Bref a priori pas exceptionnel mais  finelement spectaculaire du fait que les mikoshis passent dans des rues qui laissent moins de deux mètres sur les bords pour circuler. Du coup, on la voit bien la procession, et on les voit bien les visages grimaçants des jeunes gens qui, pour certains, souffrent réellement leur mère. Au bord de la rupture, ils aimeraient bien tout lâcher mais voilà, impossible de le faire sous peine de créer une réaction en chaîne chez leurs collègues de martyr et un accident potentiellement mortel (aucune exagération de ma part, c’est le genre de chose qui est déjà arrivé). On comprend d’ailleurs très vite qu’il ne s’agit de bourdonner autour avec son reflex sans faire gaffe. Le mikoshi avançait rarement en ligne droite. C’était plutôt un zigzag plein d’inertie. Un mikoshi voulait-il virer à bâbord pour corriger une trajectoire qui filait en plein sur deux vieux, une mère de famille enceinte et une poussette, qu’O.K., il virait à tribord mais l’opération prenait tout de même plusieurs mètres avant d’être réalisée.

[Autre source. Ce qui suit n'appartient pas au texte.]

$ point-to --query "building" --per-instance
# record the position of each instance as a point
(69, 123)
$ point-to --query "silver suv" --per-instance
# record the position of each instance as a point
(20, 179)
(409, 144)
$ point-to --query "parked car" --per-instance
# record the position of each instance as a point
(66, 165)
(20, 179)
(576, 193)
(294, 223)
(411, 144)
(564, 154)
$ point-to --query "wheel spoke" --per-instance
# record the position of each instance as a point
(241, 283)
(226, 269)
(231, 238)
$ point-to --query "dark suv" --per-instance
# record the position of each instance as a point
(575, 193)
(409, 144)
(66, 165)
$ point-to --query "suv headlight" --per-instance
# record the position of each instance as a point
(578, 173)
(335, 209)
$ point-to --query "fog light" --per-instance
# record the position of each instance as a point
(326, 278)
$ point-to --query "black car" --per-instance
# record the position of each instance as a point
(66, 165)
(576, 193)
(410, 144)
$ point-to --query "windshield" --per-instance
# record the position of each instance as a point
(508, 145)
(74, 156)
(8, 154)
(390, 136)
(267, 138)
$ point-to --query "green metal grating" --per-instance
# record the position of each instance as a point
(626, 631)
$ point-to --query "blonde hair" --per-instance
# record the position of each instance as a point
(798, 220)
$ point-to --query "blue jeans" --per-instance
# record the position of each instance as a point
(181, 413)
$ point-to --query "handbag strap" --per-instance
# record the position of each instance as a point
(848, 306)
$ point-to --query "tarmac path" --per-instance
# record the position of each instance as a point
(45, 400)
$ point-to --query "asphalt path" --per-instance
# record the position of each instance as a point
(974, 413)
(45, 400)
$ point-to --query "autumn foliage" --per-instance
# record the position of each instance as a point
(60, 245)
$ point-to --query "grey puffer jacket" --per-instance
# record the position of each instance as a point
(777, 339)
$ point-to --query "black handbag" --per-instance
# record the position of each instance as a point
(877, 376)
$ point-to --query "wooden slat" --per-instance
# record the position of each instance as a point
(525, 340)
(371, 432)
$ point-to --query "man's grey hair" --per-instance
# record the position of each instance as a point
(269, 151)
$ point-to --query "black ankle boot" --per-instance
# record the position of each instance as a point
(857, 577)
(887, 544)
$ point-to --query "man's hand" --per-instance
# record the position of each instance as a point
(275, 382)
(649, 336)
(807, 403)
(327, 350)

Cela faisait donc un moment riche en émotions et en difficultés à gérer. Prendre des photos en évitant les mikoshis, les quidams sur les bords, surveiller Olrik Jr que je voulais éviter de ramener à la maison à l’état de crêpe, et essayer de prendre des photos au plus près en évitant d’importuner les participants (malgré mes précautions j’ai souvenir de quelques regards noirs).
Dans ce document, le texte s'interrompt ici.